O líder do governo na Câmara, José Guimarães (PT-CE), orientou os aliados a votarem contra o marco temporal e defendeu o adiamento da discussão. Momentos antes de chegar ao plenário, no entanto, o presidente da Câmara, Arthur Lira (PP-AL), disse que o Planalto não deu garantia de que iria cumprir o trato. Deputados governistas chegaram a pleitear que a MP dos Ministérios fosse analisada antes do marco temporal, sem sucesso:

—Esperamos o governo até agora. Ontem, ainda houve pedido para construir um acordo, que previa que a ação (no STF) fosse retirada (de pauta) e se discutisse uma saída. Ninguém do governo que propôs o acordo voltou para dizer se tinha andado ou não. Entendo que não andou.

A aprovação foi articulada por Lira e aliados dele. A celeridade dada a tramitação do projeto é uma reação a um julgamento do Supremo Tribunal Federal, que analisará na semana que vem um recurso para impedir o marco temporal, estabelecido por entendimento anterior do próprio tribunal. Ao aprovar o texto, Câmara tenta se antecipar para evitar que a Corte regulamente o assunto.

A previsão é que o ritmo seja mais lento no Senado. Segundo o presidente da Casa, Rodrigo Pacheco (PSD-MG), o texto deve passar por comissões antes de ir ao plenário. Ontem, a ministra dos Povos Indígenas, Sonia Guajajara, esteve com Pacheco e pediu uma “redução de danos”.
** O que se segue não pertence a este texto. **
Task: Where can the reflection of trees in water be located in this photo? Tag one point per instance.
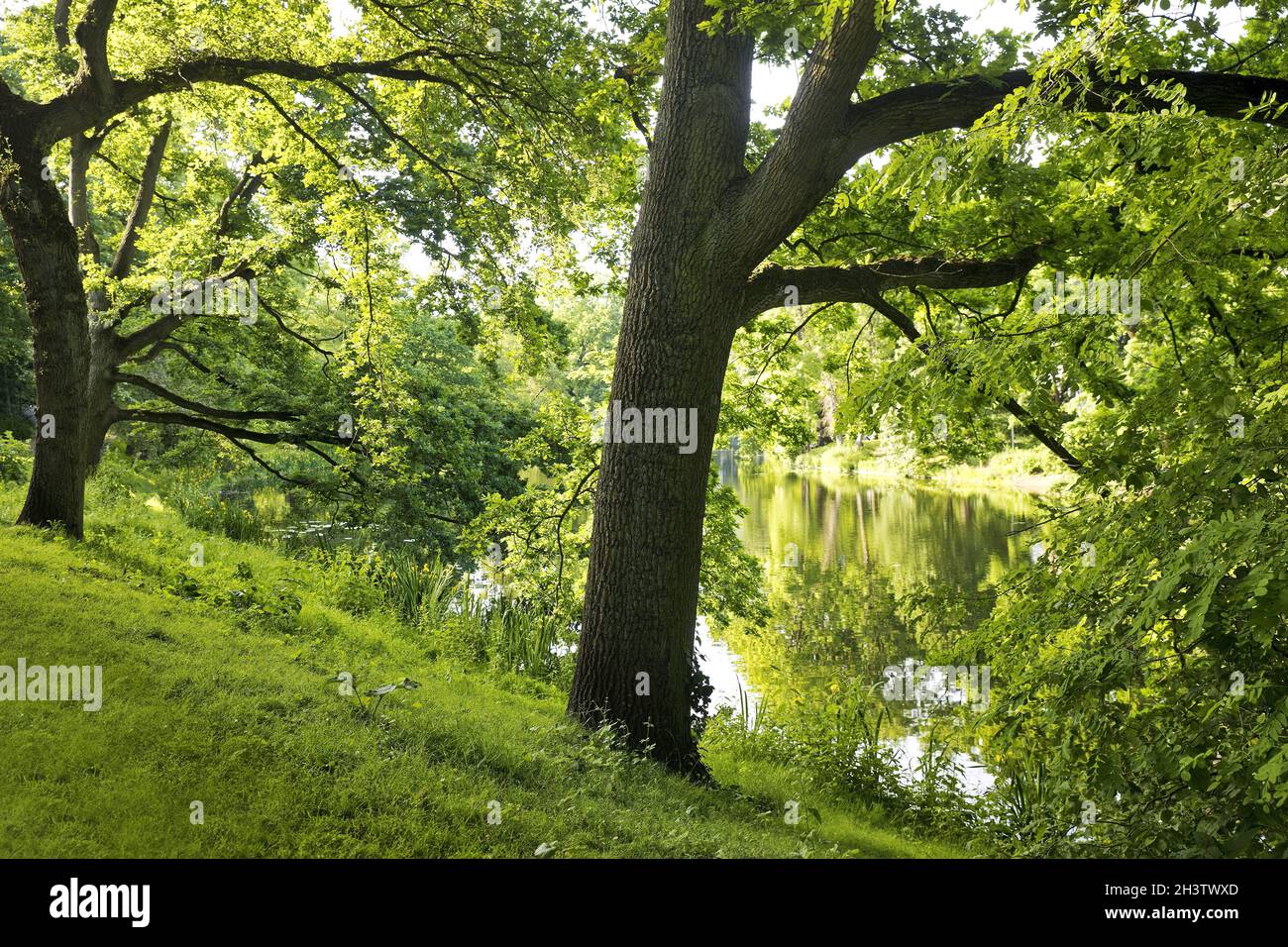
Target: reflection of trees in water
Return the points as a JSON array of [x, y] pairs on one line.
[[885, 573]]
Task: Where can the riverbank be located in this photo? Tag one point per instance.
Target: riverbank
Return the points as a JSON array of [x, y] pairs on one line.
[[219, 733], [1026, 470]]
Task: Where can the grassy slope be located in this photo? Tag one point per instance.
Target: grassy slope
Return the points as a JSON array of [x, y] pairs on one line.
[[201, 705]]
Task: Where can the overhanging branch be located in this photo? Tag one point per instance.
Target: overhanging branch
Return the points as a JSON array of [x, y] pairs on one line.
[[910, 330], [774, 286]]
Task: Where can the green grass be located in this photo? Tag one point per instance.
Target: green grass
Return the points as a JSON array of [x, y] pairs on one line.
[[228, 705]]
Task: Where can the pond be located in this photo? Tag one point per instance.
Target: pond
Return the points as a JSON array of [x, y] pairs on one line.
[[842, 558]]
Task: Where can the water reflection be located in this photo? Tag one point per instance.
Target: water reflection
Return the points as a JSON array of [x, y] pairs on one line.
[[846, 564]]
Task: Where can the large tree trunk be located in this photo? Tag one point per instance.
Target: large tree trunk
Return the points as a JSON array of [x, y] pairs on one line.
[[47, 252], [682, 303]]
O marco temporal estabelece que povos indígenas têm direito apenas às terras que já ocupavam ou já disputavam em 5 de outubro de 1988, data da Constituição. O projeto também abre margem para contato com povos isolados caso haja “utilidade pública”, sem definir os critérios que definiram essa necessidade de uso. O texto afirma que o “usufruto dos índios não se sobrepõe ao interesse da política de defesa e soberania nacional” e permite que sejam desenvolvidas atividades nas reservas sem que as comunidades sejam consultadas. Na visão de ambientalistas, desta forma, a proposta abre margem para garimpo, construção de estradas e de usinas hidrelétricas em terras indígenas.

— O projeto representa um genocídio legislado, porque vai afetar diretamente povos isolados. Autoriza acesso de terceiros em territórios onde vivem pessoas, povos que ainda não tiveram contato com a sociedade —disse Guajajara.

A tese do marco temporal se baseia em uma interpretação sobre o artigo 231 da Constituição, que diz: “São reconhecidos aos índios sua organização social, costumes, línguas, crenças e tradições, e os direitos originários sobre as terras que tradicionalmente ocupam, competindo à União demarcá-las, proteger e fazer respeitar todos os seus bens”.

Interpretações

Na visão dos defensores da proposta, ao utilizar o verbo no presente, “ocupam”, a Carta trata dos territórios ocupados naquela data. Argumentam que o marco é uma forma de garantir segurança jurídica a proprietários de terras, que poderiam ser desapropriados caso, futuramente, as terras fossem reivindicadas como territórios indígenas.

— É inaceitável que ainda prevaleça a insegurança jurídica e que pessoas de má-fé se utilizem de autodeclarações como indígena para tomar de maneira espúria a propriedade alheia —argumentou o relator do projeto, deputado Arthur Maia (União Brasil-BA).

Ambientalista e defensores da causa indígena, por outro lado, citam o parágrafo 1º do mesmo artigo como argumento contrário: “São terras tradicionalmente ocupadas pelos índios as por eles habitadas em caráter permanente, as utilizadas para suas atividades produtivas, as imprescindíveis à preservação dos recursos ambientais necessários a seu bem-estar e as necessárias a sua reprodução física e cultural, segundo seus usos, costumes e tradições”, diz o trecho.

Os críticos ao projeto dizem que, ao estabelecer a data de 1988, a Câmara ignora o histórico de perseguição contra indígenas, em que muitas etnias precisaram deixar seus territórios para não serem dizimados. Assim, não ocupavam o local a que teriam direito na época.

Na prática, processos de demarcação em análise pelo governo poderão ser suspensos. Além disso, segundo especialistas, territórios já homologados poderão ser questionados judicialmente levando em conta o novo entendimento.

Atualmente, constam 764 áreas nos registros da Funai: 483 áreas se tratam de locais cujos processos de demarcação se encontram homologados ou regularizados, e 281 estão sob análise.